For most people Mardi Gras is the most well known event that happens in New Orleans. For some people, Mardi Gras is all they know about New Orleans.
Either way, its a big deal!
One of the most interesting ways to see behind the scenes of Mardi Gras is to visit Mardi Gras World and see where the amazing floats are made!
Each of the floats is sponsored by a krewe, which is just a group. Could be a business, a club, a weathy person, or really any bunch of people who have time and money. Every year, the krewes must come up with a new float – no reusing the old one. Because of that, the lifespan of a float is a single year. Topping it off with the natural competition between krewes to outdo each other, production quality is very high. Meaning costs are high.
So krewes rent the decorations rather than buy them. Most krewes rent them from Blaine Kerne’s who has basically cornered the market on Mardi Gras decorations.
They make all the decorations in house and store them in one of their 7 warehouses. We toured one of the warehouses.
The size and scale of Blaine Kerne is hard to imagine.
They have pre-made and ready for use figures and sculptures of just about every conceivable kind. If what you want is close to what they have, they will modify what they already have at a fraction of the cost of making one from scratch.

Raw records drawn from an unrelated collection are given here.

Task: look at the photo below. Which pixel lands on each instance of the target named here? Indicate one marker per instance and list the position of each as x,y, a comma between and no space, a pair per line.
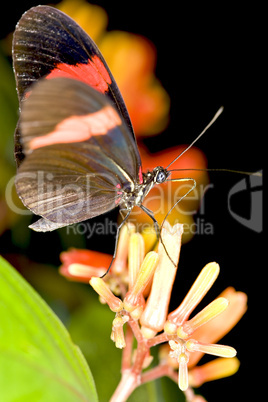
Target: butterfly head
160,174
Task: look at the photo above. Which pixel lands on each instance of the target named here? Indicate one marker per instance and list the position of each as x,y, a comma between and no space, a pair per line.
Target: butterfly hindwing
79,152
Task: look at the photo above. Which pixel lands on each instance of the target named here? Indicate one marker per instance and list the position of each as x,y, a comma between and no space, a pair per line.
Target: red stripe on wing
79,128
94,73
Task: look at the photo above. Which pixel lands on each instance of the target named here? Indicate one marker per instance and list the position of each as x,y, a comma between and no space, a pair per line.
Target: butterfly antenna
219,112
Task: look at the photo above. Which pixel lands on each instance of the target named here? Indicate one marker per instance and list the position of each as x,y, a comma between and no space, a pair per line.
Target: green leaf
38,360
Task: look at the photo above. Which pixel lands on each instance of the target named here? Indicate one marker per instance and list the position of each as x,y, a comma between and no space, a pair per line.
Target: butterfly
75,148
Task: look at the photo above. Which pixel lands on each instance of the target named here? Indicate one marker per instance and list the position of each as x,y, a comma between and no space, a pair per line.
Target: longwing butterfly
75,148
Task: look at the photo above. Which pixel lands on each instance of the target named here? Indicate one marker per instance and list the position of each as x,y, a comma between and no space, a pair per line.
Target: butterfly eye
127,187
161,177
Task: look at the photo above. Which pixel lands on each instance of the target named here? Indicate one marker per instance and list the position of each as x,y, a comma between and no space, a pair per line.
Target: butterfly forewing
49,43
79,152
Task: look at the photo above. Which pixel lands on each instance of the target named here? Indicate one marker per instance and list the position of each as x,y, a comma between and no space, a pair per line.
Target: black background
207,57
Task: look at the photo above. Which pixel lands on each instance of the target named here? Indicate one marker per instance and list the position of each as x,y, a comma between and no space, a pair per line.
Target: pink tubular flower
145,282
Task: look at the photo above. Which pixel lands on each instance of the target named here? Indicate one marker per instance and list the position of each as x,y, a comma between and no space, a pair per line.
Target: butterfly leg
116,241
157,229
180,199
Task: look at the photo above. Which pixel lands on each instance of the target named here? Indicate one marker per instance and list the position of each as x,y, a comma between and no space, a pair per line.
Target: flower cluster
138,290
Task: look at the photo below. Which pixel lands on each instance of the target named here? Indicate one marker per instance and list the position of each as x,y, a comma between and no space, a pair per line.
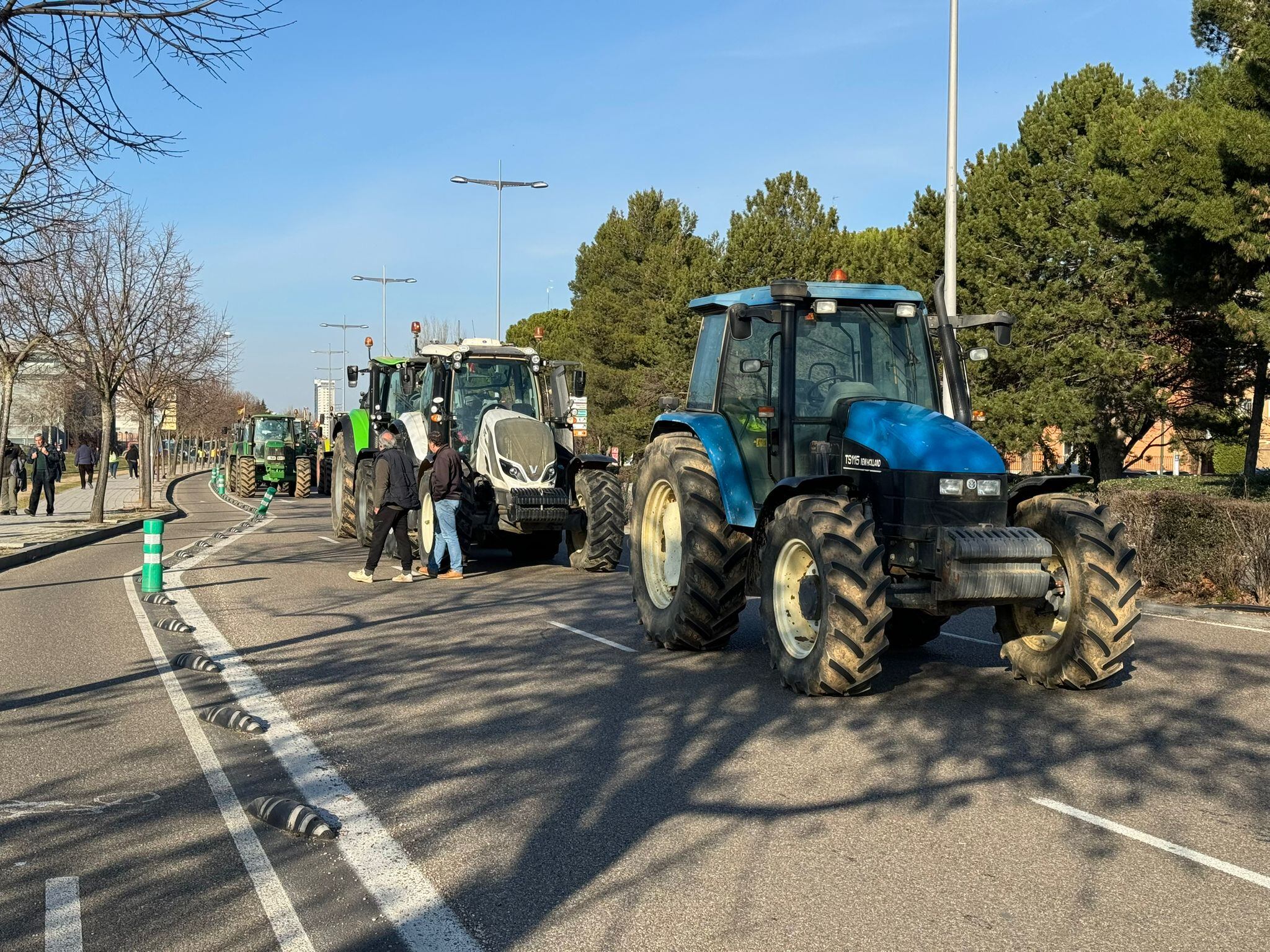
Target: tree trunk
1259,402
98,513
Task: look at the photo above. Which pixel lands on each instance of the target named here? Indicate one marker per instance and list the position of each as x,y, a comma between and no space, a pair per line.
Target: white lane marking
1201,621
593,638
1221,865
967,638
275,901
63,930
407,897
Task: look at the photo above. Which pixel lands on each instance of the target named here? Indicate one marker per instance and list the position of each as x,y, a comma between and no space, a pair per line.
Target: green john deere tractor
506,412
272,450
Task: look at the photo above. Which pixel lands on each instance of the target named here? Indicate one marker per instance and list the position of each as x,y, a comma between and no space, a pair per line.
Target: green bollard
270,493
151,568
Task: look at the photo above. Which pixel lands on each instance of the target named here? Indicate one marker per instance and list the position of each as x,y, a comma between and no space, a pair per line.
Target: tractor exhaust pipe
959,392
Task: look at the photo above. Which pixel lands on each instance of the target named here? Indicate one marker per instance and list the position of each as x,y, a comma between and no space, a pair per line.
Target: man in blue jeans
446,487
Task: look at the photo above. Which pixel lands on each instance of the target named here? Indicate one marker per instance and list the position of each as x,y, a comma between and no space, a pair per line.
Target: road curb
35,553
1210,614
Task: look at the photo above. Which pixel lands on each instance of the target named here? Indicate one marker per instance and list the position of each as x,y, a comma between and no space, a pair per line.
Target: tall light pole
384,281
498,184
343,359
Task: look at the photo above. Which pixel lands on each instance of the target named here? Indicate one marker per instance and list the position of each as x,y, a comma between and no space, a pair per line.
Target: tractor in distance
812,466
505,410
272,450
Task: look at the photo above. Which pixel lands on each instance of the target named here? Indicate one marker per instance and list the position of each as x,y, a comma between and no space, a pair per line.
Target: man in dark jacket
11,461
46,467
397,493
446,488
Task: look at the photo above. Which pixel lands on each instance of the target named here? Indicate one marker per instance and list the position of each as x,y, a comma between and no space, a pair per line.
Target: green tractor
272,450
819,466
506,412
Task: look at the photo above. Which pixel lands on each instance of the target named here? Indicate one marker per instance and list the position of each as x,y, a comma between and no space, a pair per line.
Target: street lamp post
384,281
498,184
343,358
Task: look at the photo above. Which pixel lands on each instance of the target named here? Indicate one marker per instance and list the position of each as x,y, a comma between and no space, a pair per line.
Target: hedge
1196,546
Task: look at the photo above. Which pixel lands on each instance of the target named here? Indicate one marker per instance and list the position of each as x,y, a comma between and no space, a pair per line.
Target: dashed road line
273,897
407,897
1221,865
593,638
63,928
1201,621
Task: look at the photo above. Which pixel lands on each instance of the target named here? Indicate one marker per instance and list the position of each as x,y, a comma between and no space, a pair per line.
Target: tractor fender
804,487
1029,487
721,446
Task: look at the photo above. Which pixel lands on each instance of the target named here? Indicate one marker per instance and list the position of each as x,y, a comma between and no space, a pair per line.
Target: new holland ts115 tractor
812,466
506,412
272,450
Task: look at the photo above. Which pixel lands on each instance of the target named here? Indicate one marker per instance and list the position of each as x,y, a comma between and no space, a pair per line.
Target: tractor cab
814,466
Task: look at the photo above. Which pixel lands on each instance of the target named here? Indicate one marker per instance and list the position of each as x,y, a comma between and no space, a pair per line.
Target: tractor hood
911,437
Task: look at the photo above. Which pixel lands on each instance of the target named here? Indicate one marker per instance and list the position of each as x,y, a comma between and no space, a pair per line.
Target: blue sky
329,151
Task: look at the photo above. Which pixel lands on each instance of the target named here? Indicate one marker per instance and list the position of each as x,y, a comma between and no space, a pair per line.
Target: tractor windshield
861,352
271,432
483,384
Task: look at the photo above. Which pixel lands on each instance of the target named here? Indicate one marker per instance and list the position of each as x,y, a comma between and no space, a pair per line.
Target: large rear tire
246,469
365,501
687,564
1082,635
910,628
343,501
303,487
825,596
597,546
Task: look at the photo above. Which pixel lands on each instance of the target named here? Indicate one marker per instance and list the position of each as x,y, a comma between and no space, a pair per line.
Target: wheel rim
660,544
797,598
1043,627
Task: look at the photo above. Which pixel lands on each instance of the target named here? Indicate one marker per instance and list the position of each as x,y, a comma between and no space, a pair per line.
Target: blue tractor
815,467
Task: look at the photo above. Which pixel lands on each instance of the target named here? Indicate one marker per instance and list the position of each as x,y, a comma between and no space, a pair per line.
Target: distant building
324,404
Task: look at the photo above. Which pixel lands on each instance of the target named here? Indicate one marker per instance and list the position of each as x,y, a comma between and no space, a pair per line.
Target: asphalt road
550,791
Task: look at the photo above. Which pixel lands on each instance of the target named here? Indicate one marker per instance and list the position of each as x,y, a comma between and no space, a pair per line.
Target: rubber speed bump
233,719
290,816
196,662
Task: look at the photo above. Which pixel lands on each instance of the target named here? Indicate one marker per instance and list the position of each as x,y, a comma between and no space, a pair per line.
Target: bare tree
110,299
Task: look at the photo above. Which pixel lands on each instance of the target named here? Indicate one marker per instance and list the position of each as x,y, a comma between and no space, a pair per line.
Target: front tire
597,546
304,483
246,469
825,596
343,500
1082,635
365,501
687,564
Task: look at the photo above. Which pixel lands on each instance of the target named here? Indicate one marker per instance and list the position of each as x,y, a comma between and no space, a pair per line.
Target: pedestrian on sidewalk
45,465
13,469
395,494
446,487
84,461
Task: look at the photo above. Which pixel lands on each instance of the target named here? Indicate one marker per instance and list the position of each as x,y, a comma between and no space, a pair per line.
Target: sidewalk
71,507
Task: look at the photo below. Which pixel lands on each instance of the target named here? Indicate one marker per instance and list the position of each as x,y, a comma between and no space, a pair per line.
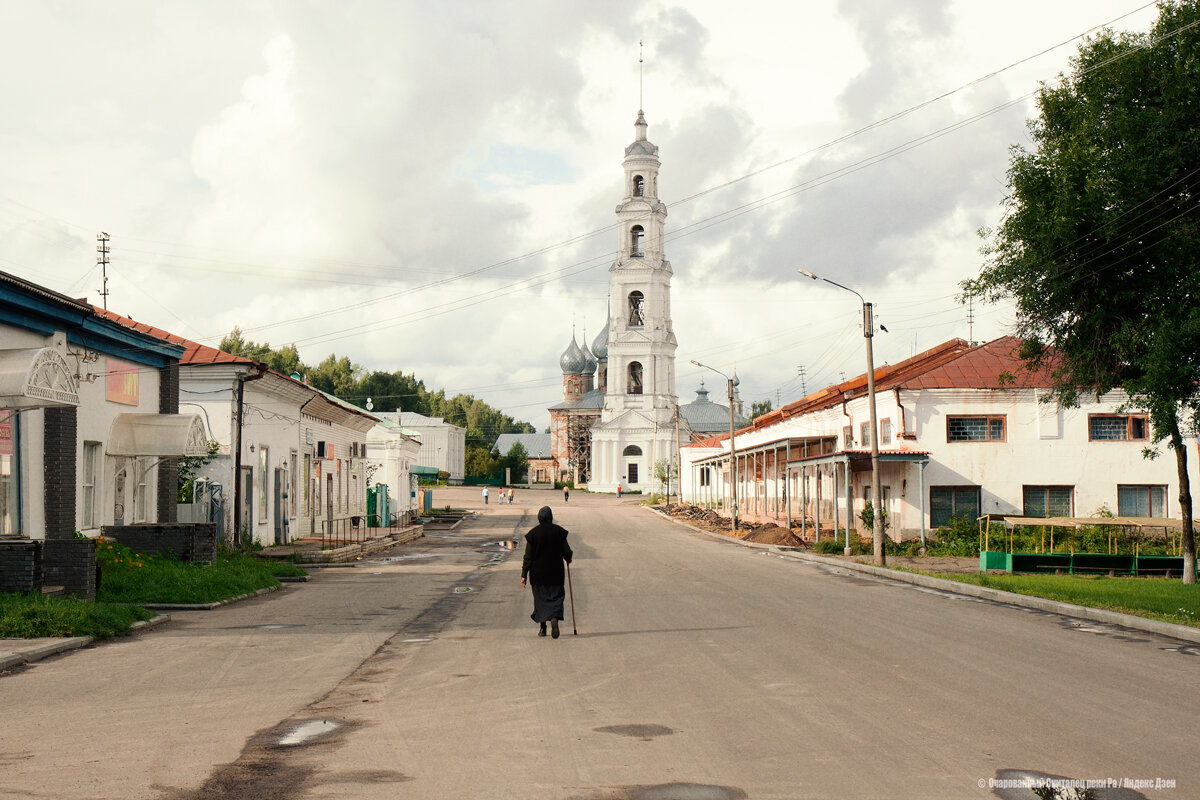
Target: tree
1099,245
517,461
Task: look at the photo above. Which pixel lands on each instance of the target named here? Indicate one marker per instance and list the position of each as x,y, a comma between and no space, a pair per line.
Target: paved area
701,669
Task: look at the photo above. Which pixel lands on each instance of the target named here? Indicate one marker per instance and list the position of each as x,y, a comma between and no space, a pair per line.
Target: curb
204,607
1171,630
70,643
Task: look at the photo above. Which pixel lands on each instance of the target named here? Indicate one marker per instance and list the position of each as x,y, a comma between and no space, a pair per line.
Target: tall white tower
637,425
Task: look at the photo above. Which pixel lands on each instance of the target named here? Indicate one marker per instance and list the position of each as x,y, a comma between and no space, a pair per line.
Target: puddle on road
306,732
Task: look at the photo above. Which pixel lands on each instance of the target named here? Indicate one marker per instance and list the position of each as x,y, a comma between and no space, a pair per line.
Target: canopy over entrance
36,378
157,434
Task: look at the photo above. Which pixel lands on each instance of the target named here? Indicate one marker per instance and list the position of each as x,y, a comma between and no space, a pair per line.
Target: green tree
517,461
1099,245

For example, Queen Kong is reused most every year, but every year she looks different.
We saw an old witch that was being re-made to fit a new float. You can see the brown paper mache “patches” being applied to fix cracks.
Many of the existing sculptures are repainted and look completely new. Below in the back you can see a painter making this horse and chariot in blue and orange.
Most of the sculptures are made out of Styrofoam which is hand-cut and formed to meet the designs of the sculptors.
From there, the sculpture is covered in paper mache which smooths the surface and makes it suitable for painting.
Recently, Blain Kern has obtained a computerized milling machine which enables not only 24×7 output, but mass quantities of identical items. For example, all of the Chick-Fil-A cows are made here.
Once sculptures are done, they are added to floats.
The floats are amazing! Incredible levels of detail! Which is doubly impressive since no float is ever re-used so even if the sculpture is re-used the paint and decorations are new every year. It pays to join a krewe with lots of money. Spots on the floats tossing out beads and other stuff to the crowds START at $1000. That’s $1000 for just that one day. And that’s low end.
There were line after line of floats, just in this one warehouse. Remember, they have 6 more just like this.
Actually those other six are more densely packed since they don’t give public tours of those.
The size and scale are hard to imagine unless you see it for yourself. Many of the sculptures are 10 feet or more in height.
Of course, we couldn’t resist clowning around a bit.
The tour will take about 90 minutes from beginning to end, and it a very unique way to see this part of New Orleans culture.